But in the latest incarnation of his political instincts, Hollywood actor George Clooney may be gnawing at a raw nerve.
The star of such overtly political films as Syriana and Good Night, and Good Luck has bought the rights to a film chronicling the life and trial of Salim Ahmed Hamdan, the Yemeni-born driver and bodyguard of Osama bin Laden, sentenced last week to 5 1/2 years' imprisonment for supporting terror.
The Challenge, a book by American journalist Jonathan Mahler documenting the long campaign by United States Navy lawyer Charles Swift and Georgetown law professor Neal Katyal to ensure a fair trial for Hamdan, will be adapted for the big screen.
Clooney paid an undisclosed sum, probably more than seven figures, on behalf of Smoke House, the production company he founded with his business partner, actor and film producer Grant Heslov.
Mahler said that he was "really excited", adding: "George Clooney is clearly an outstanding film-maker and I've got no doubt he's going to do a fantastic job with this."
Hamdan's sentence was the first delivered in a full war crimes tribunal at Guantanamo Bay, the American prison in Cuba.

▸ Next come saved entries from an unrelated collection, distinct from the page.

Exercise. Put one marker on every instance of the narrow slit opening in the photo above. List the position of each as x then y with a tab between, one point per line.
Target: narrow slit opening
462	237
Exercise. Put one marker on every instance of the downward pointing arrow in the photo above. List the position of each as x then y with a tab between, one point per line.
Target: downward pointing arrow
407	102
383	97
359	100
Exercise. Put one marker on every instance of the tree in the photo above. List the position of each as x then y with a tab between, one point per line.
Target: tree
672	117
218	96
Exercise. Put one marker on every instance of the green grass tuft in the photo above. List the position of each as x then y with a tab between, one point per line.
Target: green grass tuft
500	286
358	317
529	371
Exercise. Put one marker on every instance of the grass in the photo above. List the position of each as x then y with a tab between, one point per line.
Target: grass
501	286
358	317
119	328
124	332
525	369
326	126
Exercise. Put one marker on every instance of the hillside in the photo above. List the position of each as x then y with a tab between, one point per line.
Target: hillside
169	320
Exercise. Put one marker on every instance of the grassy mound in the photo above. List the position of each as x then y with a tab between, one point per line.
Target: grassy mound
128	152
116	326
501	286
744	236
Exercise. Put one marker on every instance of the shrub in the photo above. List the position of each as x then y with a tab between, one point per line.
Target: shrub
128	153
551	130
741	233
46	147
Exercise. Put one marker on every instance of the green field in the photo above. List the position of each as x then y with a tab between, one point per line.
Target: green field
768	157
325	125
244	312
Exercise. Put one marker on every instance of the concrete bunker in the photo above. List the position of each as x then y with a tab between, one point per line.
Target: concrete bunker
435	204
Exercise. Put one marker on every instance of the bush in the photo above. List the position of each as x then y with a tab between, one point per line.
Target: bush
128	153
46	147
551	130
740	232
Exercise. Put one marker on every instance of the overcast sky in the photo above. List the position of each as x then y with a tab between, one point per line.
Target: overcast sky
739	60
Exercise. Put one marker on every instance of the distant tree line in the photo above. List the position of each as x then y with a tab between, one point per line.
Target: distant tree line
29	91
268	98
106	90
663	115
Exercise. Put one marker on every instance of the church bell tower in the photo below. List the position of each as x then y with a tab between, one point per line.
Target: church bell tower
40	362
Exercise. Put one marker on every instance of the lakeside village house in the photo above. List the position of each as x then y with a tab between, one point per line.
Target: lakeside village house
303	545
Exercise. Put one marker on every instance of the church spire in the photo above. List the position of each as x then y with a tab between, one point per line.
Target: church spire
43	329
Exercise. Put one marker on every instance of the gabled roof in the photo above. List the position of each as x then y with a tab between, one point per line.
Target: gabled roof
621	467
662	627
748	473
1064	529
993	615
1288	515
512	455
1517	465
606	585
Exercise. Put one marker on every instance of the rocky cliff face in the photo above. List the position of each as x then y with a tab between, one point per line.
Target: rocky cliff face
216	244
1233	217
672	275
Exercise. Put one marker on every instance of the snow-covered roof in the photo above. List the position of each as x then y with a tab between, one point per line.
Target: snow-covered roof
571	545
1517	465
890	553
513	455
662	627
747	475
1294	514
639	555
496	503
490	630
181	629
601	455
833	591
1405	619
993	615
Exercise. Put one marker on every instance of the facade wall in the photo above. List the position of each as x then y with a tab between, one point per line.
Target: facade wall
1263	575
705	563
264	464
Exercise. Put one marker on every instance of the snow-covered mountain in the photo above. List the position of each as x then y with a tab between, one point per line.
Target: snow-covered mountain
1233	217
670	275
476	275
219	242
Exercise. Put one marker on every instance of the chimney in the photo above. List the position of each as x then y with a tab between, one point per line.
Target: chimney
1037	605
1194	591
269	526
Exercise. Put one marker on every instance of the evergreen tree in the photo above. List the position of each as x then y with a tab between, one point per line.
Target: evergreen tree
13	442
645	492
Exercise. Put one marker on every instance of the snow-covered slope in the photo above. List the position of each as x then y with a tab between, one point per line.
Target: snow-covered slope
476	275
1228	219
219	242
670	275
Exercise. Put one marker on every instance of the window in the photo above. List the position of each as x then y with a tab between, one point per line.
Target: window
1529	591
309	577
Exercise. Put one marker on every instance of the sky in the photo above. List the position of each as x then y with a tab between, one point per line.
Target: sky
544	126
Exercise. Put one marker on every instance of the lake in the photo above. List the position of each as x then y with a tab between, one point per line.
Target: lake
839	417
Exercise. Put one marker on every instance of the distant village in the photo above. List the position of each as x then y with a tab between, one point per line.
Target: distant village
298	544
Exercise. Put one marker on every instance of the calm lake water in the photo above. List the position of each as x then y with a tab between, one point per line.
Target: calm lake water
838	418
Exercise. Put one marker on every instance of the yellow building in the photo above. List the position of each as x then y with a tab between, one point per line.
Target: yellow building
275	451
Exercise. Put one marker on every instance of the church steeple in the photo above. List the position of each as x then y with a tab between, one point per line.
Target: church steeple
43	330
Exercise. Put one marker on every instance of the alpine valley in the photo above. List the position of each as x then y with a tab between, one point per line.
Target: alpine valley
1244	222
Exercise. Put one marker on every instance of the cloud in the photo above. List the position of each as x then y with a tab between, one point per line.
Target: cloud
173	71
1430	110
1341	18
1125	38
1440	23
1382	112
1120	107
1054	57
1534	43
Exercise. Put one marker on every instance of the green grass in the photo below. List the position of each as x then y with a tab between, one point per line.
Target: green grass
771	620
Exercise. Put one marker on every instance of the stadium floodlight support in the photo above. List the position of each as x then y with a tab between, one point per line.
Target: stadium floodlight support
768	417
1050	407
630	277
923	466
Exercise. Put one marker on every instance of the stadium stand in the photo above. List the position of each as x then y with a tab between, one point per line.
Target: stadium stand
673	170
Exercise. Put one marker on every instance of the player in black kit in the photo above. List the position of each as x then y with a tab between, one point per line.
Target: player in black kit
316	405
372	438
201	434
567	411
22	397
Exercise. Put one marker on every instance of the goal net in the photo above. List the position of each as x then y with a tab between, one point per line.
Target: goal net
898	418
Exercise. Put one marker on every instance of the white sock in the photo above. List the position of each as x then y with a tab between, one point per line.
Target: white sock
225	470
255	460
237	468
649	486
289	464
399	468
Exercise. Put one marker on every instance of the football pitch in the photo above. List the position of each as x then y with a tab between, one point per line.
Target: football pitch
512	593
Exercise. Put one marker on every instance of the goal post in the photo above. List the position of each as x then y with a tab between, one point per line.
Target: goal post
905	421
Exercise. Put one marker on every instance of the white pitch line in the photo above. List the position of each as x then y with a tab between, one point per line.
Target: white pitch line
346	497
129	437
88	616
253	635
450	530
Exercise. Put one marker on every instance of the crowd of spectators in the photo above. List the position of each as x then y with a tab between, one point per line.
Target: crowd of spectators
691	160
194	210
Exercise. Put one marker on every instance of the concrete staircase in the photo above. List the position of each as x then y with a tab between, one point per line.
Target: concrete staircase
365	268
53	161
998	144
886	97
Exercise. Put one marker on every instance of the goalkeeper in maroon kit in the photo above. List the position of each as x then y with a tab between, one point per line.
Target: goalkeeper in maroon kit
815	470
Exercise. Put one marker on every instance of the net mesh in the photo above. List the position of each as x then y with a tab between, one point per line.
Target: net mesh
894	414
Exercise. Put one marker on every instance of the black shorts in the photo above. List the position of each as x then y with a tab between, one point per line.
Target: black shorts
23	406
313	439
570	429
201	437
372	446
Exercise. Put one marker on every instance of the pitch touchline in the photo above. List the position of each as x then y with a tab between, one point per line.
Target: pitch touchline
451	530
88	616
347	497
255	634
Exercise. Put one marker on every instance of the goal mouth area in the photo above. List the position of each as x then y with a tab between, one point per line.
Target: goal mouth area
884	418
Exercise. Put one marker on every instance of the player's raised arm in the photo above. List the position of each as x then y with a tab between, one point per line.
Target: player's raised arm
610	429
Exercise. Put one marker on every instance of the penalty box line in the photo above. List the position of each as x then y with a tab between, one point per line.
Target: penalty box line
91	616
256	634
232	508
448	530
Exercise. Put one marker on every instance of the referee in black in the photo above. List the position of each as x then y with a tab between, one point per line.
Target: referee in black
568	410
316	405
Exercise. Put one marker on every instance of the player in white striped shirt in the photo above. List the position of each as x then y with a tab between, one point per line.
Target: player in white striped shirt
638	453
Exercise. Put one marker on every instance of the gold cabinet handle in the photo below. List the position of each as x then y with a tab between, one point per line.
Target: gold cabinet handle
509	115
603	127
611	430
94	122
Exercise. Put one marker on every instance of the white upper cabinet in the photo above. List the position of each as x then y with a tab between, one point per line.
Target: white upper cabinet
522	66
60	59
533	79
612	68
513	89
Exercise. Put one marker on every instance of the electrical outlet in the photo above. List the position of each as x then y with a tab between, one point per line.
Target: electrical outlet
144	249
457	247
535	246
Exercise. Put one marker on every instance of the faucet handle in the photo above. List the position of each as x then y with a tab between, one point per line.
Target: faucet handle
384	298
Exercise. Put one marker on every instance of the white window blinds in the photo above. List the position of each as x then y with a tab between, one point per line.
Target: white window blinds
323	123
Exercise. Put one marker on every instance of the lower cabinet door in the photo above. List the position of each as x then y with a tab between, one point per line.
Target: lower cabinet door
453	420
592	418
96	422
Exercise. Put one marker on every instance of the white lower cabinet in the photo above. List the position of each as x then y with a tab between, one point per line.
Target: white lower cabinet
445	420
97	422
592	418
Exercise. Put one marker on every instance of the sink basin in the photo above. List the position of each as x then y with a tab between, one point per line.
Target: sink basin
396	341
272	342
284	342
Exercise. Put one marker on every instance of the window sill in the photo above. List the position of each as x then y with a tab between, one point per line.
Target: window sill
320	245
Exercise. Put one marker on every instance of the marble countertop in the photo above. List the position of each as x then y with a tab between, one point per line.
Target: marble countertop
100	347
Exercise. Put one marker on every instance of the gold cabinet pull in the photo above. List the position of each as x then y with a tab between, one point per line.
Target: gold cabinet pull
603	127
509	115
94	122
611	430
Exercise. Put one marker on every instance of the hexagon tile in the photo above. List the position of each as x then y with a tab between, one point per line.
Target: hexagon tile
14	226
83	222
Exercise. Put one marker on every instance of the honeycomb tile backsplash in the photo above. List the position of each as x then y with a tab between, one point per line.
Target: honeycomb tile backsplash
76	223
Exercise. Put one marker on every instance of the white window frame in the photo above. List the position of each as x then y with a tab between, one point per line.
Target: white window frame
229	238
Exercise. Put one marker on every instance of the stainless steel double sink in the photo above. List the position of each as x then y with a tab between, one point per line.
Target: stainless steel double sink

Supporters of Washington's "war on terror" considered the 5 1/2year jail term too lenient; human rights activists protested that he had served his time - he had already spent seven years in US custody.
American gossip columns are buzzing with rumours that Clooney - whose performance as the brooding hero of legal thriller Michael Clayton earned him an Oscar nomination last year - will play Swift himself. Should he choose to do so at such a politically loaded time, Clooney could be making the most overtly political intervention of his career.
"I think Swift has taken a lot of people by surprise," Mahler said. "He had been a minor lawyer defending wayward service personnel on things like child molestation charges. Suddenly he's appointed by the Pentagon to defend an enemy combatant, and he ends up suing George W. Bush. It's difficult not to be impressed by his sense of duty, by the idea that justice transcends the allegiances of war.
"I'm sure that's part of the appeal for George Clooney."
Mahler said the story fascinated him because Hamdan, 40, and Swift "had this extraordinary relationship ... Suddenly a man in a military uniform walks into his room one day and says 'Hi, I'm Charlie Swift. I'm your lawyer. You can trust me.'
"Hamdan would go on hunger strike after hunger strike, and here was this man ... literally trying to feed him and stop him from going mad. Several times Hamdan tried to sack the man who wanted to save him, but Swift refused to budge."